In London, Maguire and Baucus renamed itself the Warwick Trading Company, a name that became renowned for its reliable product and emphasis on actuality, news, and travel film. Warwick cameramen were soon travelling the globe to bring moving images to audiences new to this world of wonders. In 1903, Urban broke away to form the Charles Urban Trading Company.
Urban became a figurehead for the British film industry. In 1901 inventor Edward Turner interested him in a potential three-colour cinematography system. Initial results were unsatisfactory, and shortly afterwards Turner died, but Urban acquired the patent rights and set his associate George Albert Smith to work on the project. After futile experiments with three colour filters, in 1906 Smith discovered that a two-colour system would reproduce most of the spectrum adequately, and Kinemacolor was invented, the first natural colour film process.
Urban gave the first demonstration of Kinemacolor in May 1908. Kinemacolor became Urban's greatest triumph. However, the downturn in Urban's fortunes had begun. In December 1913 a legal challenge to the Kinemacolor patent was launched by William Friese-Greene, anxious to promote his own Biocolour system.

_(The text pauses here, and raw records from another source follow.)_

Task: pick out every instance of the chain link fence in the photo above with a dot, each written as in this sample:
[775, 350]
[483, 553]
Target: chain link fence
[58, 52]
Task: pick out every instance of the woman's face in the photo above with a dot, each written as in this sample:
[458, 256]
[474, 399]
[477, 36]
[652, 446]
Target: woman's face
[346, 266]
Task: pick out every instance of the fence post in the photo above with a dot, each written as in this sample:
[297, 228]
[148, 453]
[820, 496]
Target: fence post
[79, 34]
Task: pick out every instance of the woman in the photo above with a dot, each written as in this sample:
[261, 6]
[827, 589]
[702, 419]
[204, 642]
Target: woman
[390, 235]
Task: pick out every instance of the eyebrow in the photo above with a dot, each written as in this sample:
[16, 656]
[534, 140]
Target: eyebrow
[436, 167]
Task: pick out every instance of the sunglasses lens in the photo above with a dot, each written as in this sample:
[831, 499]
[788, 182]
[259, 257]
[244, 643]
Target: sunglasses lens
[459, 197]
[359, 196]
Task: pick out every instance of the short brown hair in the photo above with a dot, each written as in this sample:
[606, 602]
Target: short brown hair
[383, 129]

The petition was dismissed, but reversed on appeal in March 1914. Urban had lost his precious, and ultimately indefensible, monopoly on colour films.
Urban became a naturalized British citizen in 1907. He was married twice, first to Julia Lamereux Avery on 20 December 1888; the marriage ended in divorce in 1908. On 22 February 1910 he married Ada Aline Jones, née Gorecki (1868–1937). Urban adopted her daughter from her previous marriage, Anna Marguerite. He had no children of his own.

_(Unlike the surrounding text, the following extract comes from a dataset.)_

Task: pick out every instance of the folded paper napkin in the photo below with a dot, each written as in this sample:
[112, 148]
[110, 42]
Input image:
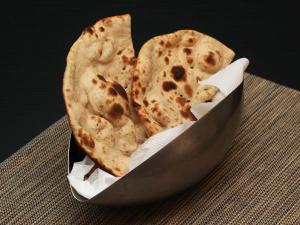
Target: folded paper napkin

With the outbreak of war, Urban used his persuasive powers to interest British officialdom in the propagandist power of the cinema, and in late 1915 produced Britain Prepared, a documentary feature on Britain's military strength, made for the Wellington House cinema committee. Urban was then sent to the USA to promote this and other British war films. After returning briefly to Britain in the summer of 1916 to edit the masterly documentary feature The Battle of the Somme, Urban moved his business interests to the USA, where he worked with an engineer called Henry Joy on an improved colour system, to be called Kinekrom, and continued to promote British propaganda films in the USA. This latter activity yielded mixed results, causing some embarrassment to his British masters when Urban made an ill-judged approach to the Hearst press (which was widely seen to support the German cause), but he continued to handle British war films in the USA to the end of the war, and edited a propaganda newsreel, Official War Review.
Urban sought to expand his activities in the USA after the war, and conceived of a hugely ambitious scheme to bring all his various activities and huge film library together under one roof at Stanford White's imposing Cosmopolitan Magazine Building in Irvington-on-Hudson, New York, which he renamed the Urban Institute. While enthusiastically launching his plan in 1922 for a kind of audio-visual encyclopaedia, Urban was blind to the fact that a library of largely outdated short interest films would never find the necessary bookings to support such an ambitious venture, and it all collapsed into bankruptcy in 1924.
Around 1930 Urban returned to Britain. He continued for a while to pursue chimerical further fortunes, but in 1937 he donated all of his papers to the Science Museum, and the following year retired to Brighton. He died on 29 August 1942, in a Brighton-based nursing home.